Learning Is Not One Thing

Jared Stein has an excellent post up on a point that is near to my heart. People in the humanities who criticize flipped classrooms often don’t realize that their class is already flipped. The reason why they don’t get “flipped classrooms” is it does not solve a learning problem they have. They’ve been able to teach this way since the invention of the written word, more or less, and it’s been a prominent form of teaching in the humanities since the creation of mass market publications. On the other side of the equation, we have a set of people in the sciences who often have highly motivated students who just need a process explanation for a skill, and they don’t understand why humanities professors aren’t jumping up and down with excitement about video lectures. We have people in K-3 working to teach reading to disadvantaged populations telling people looking to make math relevant to ninth graders what they should do. And every week another professor publishes something about their miracle class, never dealing with the fact the last miracle class covered offered an entirely different prescription.

Analogies are dangerous things, but being educated is in some ways like being healthy. And teaching is in some ways like the practice of medicine. Students are in one state of capacity and a series of events happen that push them into another state of capacity. We call the delta on that “learning”, the difference between the two states.  But despite the gerundic look of “learning”, it’s not a thing like “running”. It’s not a chemical process, or even a thing one “does” in any real sense. It’s just the difference between two states, like “healing”.

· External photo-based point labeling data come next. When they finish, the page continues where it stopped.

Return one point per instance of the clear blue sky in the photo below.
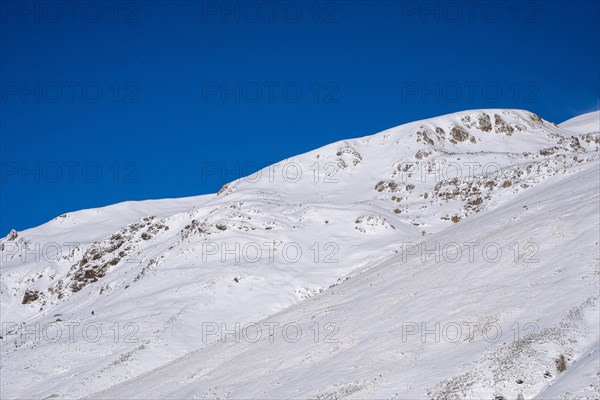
(110, 101)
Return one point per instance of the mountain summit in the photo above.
(453, 257)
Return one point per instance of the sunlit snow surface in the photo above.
(455, 257)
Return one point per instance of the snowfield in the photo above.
(454, 257)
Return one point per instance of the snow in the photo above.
(585, 123)
(333, 251)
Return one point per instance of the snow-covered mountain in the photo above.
(454, 257)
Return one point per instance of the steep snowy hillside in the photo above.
(586, 123)
(109, 299)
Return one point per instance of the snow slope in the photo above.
(586, 123)
(330, 237)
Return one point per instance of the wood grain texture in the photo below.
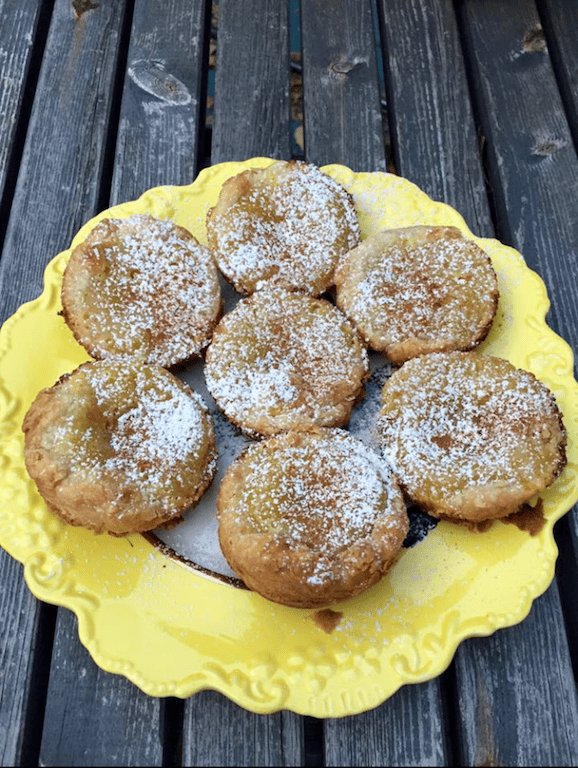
(532, 162)
(93, 717)
(407, 730)
(58, 181)
(433, 133)
(504, 722)
(341, 99)
(162, 114)
(57, 190)
(19, 633)
(251, 108)
(17, 33)
(533, 171)
(218, 732)
(559, 20)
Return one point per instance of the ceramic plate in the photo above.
(174, 630)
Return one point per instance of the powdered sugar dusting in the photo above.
(290, 228)
(323, 493)
(444, 289)
(154, 291)
(284, 357)
(461, 420)
(146, 429)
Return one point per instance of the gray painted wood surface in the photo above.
(433, 133)
(408, 729)
(19, 34)
(92, 717)
(242, 738)
(251, 113)
(503, 695)
(341, 98)
(160, 138)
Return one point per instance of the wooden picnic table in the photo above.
(476, 102)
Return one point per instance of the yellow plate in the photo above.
(173, 631)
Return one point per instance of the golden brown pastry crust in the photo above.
(286, 224)
(282, 360)
(119, 446)
(141, 286)
(418, 289)
(308, 519)
(470, 436)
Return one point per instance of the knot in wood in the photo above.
(154, 78)
(341, 65)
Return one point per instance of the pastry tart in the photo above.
(308, 519)
(282, 360)
(286, 224)
(141, 286)
(469, 436)
(418, 289)
(119, 446)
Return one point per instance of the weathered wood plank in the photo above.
(161, 123)
(404, 731)
(532, 164)
(57, 189)
(251, 118)
(508, 714)
(242, 738)
(433, 133)
(251, 108)
(17, 36)
(559, 19)
(343, 124)
(21, 697)
(341, 99)
(95, 718)
(533, 172)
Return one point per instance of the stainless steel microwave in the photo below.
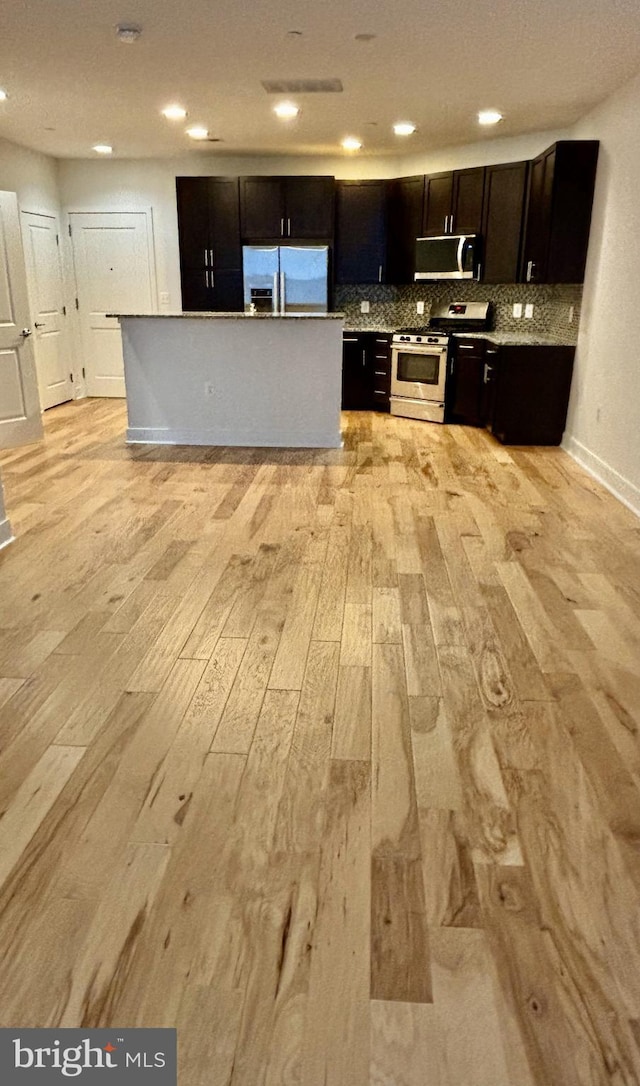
(449, 256)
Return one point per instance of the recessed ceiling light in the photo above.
(128, 32)
(489, 116)
(286, 111)
(174, 113)
(404, 128)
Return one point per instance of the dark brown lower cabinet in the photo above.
(365, 370)
(465, 389)
(530, 393)
(519, 392)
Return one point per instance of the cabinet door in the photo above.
(404, 218)
(355, 378)
(538, 218)
(531, 394)
(465, 392)
(466, 206)
(502, 225)
(310, 207)
(360, 231)
(438, 196)
(197, 297)
(262, 207)
(226, 292)
(224, 218)
(193, 232)
(380, 370)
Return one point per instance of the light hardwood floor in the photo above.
(328, 758)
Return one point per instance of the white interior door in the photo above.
(41, 244)
(20, 405)
(114, 274)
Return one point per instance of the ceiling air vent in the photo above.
(302, 86)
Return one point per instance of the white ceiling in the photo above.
(72, 84)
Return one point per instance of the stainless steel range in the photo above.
(418, 358)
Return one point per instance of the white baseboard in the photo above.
(5, 533)
(152, 436)
(616, 483)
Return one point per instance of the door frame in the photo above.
(72, 279)
(57, 218)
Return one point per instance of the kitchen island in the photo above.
(234, 379)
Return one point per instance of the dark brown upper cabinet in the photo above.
(299, 207)
(211, 254)
(453, 202)
(562, 181)
(361, 231)
(502, 222)
(404, 218)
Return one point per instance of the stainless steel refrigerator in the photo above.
(283, 279)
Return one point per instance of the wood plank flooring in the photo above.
(329, 758)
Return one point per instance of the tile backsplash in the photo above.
(394, 306)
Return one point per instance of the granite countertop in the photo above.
(517, 339)
(235, 316)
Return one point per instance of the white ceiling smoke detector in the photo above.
(128, 32)
(404, 128)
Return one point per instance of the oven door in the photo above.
(418, 373)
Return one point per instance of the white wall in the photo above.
(603, 427)
(32, 175)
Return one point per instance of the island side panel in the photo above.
(233, 382)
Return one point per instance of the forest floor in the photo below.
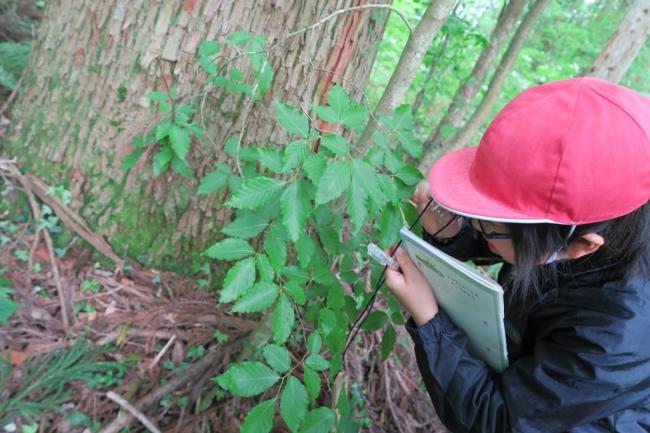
(165, 338)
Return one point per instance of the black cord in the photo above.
(354, 329)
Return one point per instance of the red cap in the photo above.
(574, 151)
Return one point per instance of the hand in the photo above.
(412, 289)
(434, 222)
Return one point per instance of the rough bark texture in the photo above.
(84, 102)
(491, 96)
(409, 64)
(624, 45)
(467, 91)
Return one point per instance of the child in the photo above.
(558, 190)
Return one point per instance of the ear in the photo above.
(585, 244)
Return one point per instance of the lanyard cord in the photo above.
(354, 329)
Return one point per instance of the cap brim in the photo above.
(451, 186)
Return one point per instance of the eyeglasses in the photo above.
(490, 235)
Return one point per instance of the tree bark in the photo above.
(408, 65)
(624, 45)
(84, 101)
(466, 93)
(505, 66)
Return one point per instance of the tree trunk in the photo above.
(624, 45)
(463, 98)
(409, 63)
(84, 101)
(492, 95)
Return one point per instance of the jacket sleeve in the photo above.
(468, 244)
(551, 391)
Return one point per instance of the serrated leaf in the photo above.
(213, 182)
(209, 48)
(291, 119)
(264, 268)
(247, 225)
(374, 321)
(277, 357)
(327, 114)
(312, 382)
(335, 180)
(320, 420)
(283, 319)
(260, 418)
(295, 205)
(257, 298)
(357, 205)
(305, 248)
(275, 245)
(314, 342)
(256, 192)
(131, 159)
(314, 166)
(338, 100)
(229, 249)
(294, 403)
(295, 154)
(336, 144)
(388, 341)
(295, 291)
(239, 279)
(180, 139)
(247, 379)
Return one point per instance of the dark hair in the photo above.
(627, 241)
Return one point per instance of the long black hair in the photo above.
(627, 243)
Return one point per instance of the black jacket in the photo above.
(579, 355)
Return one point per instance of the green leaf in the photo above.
(409, 175)
(180, 139)
(294, 403)
(260, 418)
(327, 114)
(181, 167)
(264, 268)
(388, 341)
(256, 192)
(291, 119)
(229, 249)
(161, 160)
(336, 144)
(295, 291)
(295, 205)
(338, 100)
(312, 382)
(271, 158)
(275, 245)
(131, 159)
(320, 420)
(247, 379)
(209, 48)
(257, 298)
(277, 357)
(314, 342)
(334, 181)
(247, 225)
(314, 166)
(374, 321)
(295, 154)
(239, 279)
(357, 205)
(283, 319)
(214, 181)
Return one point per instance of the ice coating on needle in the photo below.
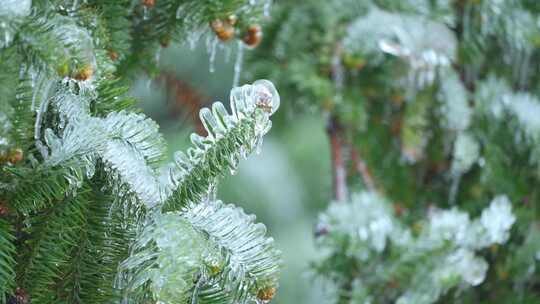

People miss this. People get to thinking learning is a very specific type of action that we are trying to help students do better, that there is some atomic theory of learning. But ultimately the only thing that truly holds  together “learning to change a tire”, “learning how to think like a geographer”, “learning how to do long division”, “learning the importance of imaginary numbers”, and “learning to love again” is that all concern a change in capacity and behavior. They are unified, certainly, but in the way that recovering from flesh wounds is related to surviving cancer or suppressing panic attacks.

I’m not saying that there isn’t a place for a unified theory of learning (any more than I would argue that there is no place for a general study of medicine). There are many connections between what we call “learning”, and finding the common ground between them is helpful. But so much of the insanity of the chatter in this space is due to people believing learning is a thing. It’s not. And it doesn’t really make sense to enter the general discussion about education until you understand that.

5 thoughts on “Learning Is Not One Thing

  1. Nice post. I like to use the term L-word for much the same reasons you put about “it” not being a thing. The L-word is a weird strange attractor for all manner of adjectives that, to me, suggests most folk struggle to describe what is actually going on. It is a lot simpler to black box it all, call it X, Y or Z learning and it’s all tidy. It’s the tidiness that is part of the problem. The L-word is not to be associated with mess, or work-arounds, mistakes or blind alleys. The interesting thing is that when people actually watch to see what folk do when they tackle a problem or new stuff for the first time that the novices do very odd things, usually totally unrelated to the well-intentioned advice from the person who knows about the new stuff.